Thomas Stearns Eliot was born on September 26, 1888 in St. Louis, Missouri; he was the second son and seventh child of Charlotte Champe Stearns and Henry Ware Eliot, members of a distinguished Massachusetts family recently transplanted to Missouri. Eliot’s family tree includes settlers of the Massachusetts Bay Colony, prominent clergymen and educators, a president of Harvard University (Charles William Eliot), and three presidents of the United States (John Adams, John Quincy Adams, and Rutherford B. Hayes). In 1834 the poet’s grandfather, William Greenleaf Eliot, a graduate of Harvard Divinity School, moved to St. Louis to establish a Unitarian mission. He quickly became a leader in civic development, founding the first Unitarian Church, Washington University (which he served as president), Smith Academy, and Mary Institute.

The Eliot family lived in downtown St. Louis, not far from the Mississippi River, and the poet spent his formative years in a large house (no longer standing) at 2635 Locust Street. His family summered in New England, and in 1897 Henry Ware Eliot built a house near the sea at Gloucester, Massachusetts. The summers in this spacious house on Cape Ann provided the poet with his happiest memories, which he tapped through the years for poems such as “Marina” (1930) and The Dry Salvages.

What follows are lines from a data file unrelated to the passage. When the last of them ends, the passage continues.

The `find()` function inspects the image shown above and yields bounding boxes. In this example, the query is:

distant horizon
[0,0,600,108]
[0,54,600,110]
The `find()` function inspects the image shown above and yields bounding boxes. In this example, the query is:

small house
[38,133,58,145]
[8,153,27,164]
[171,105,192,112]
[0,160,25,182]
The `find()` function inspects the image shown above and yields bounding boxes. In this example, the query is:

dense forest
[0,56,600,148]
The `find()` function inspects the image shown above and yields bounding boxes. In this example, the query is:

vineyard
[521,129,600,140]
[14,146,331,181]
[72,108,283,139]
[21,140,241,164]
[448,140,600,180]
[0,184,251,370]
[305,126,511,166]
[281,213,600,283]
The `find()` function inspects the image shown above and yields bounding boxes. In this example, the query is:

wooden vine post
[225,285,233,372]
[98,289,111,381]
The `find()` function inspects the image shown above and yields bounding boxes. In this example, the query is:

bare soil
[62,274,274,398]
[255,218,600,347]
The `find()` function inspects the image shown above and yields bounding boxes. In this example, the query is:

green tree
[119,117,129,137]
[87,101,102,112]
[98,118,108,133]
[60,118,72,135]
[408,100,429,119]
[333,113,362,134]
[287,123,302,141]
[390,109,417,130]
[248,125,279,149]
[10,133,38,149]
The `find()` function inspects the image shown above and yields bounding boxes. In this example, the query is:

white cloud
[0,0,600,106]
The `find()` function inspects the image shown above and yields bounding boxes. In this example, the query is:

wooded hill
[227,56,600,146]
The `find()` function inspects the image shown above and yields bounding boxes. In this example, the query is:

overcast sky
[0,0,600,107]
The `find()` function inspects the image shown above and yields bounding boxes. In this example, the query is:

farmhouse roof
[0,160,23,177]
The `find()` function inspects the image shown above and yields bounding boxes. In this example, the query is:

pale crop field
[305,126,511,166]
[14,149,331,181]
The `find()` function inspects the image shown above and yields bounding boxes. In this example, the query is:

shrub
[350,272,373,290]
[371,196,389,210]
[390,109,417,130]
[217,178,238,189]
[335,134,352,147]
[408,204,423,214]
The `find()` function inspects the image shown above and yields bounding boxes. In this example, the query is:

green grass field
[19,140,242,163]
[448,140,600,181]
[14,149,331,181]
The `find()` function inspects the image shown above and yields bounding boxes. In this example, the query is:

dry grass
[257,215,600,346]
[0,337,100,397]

The most important event in Eliot’s later life was his second marriage. At age 68, he married Esme Valerie Fletcher, his devoted secretary at Faber and Faber since 1950, and almost 40 years his junior. By all accounts, this happy marriage rejuvenated the poet. His obvious contentment may seem to contradict most of his earlier references to sexual love, but in fact his belated marital bliss reveals with special clarity a larger pattern in his life and art. That pattern involves a continuous quest for wholeness. His early obsession with brokenness and isolation can easily be seen in retrospect as the negative expression of a quest for wholeness and communion. The second marriage is important because it is the complement in his personal life of the religious unity he found through commitment to the Incarnation, and of the aesthetic unity he achieved in Four Quartets. The personal unity, the “new person / Who is you and me together,” is celebrated in his swan song, The Elder Statesman, most explicitly in its dedicatory poem, “A Dedication to My Wife.”

 

T.S. Eliot’s last years, though happy, were darkened by illness. He died of emphysema in London on January 4, 1965. The London Times obituary was titled “The Most Influential English Poet of His Time,” and the long obituary in Life magazine concluded with “Our age beyond any doubt has been, and will continue to be, the Age of Eliot.” Such claims inevitably provoke reaction and reevaluation. In Eliot’s case, the reevaluation, well under way even before his death, has reaffirmed his stature as a great poet and a central figure in the European tradition.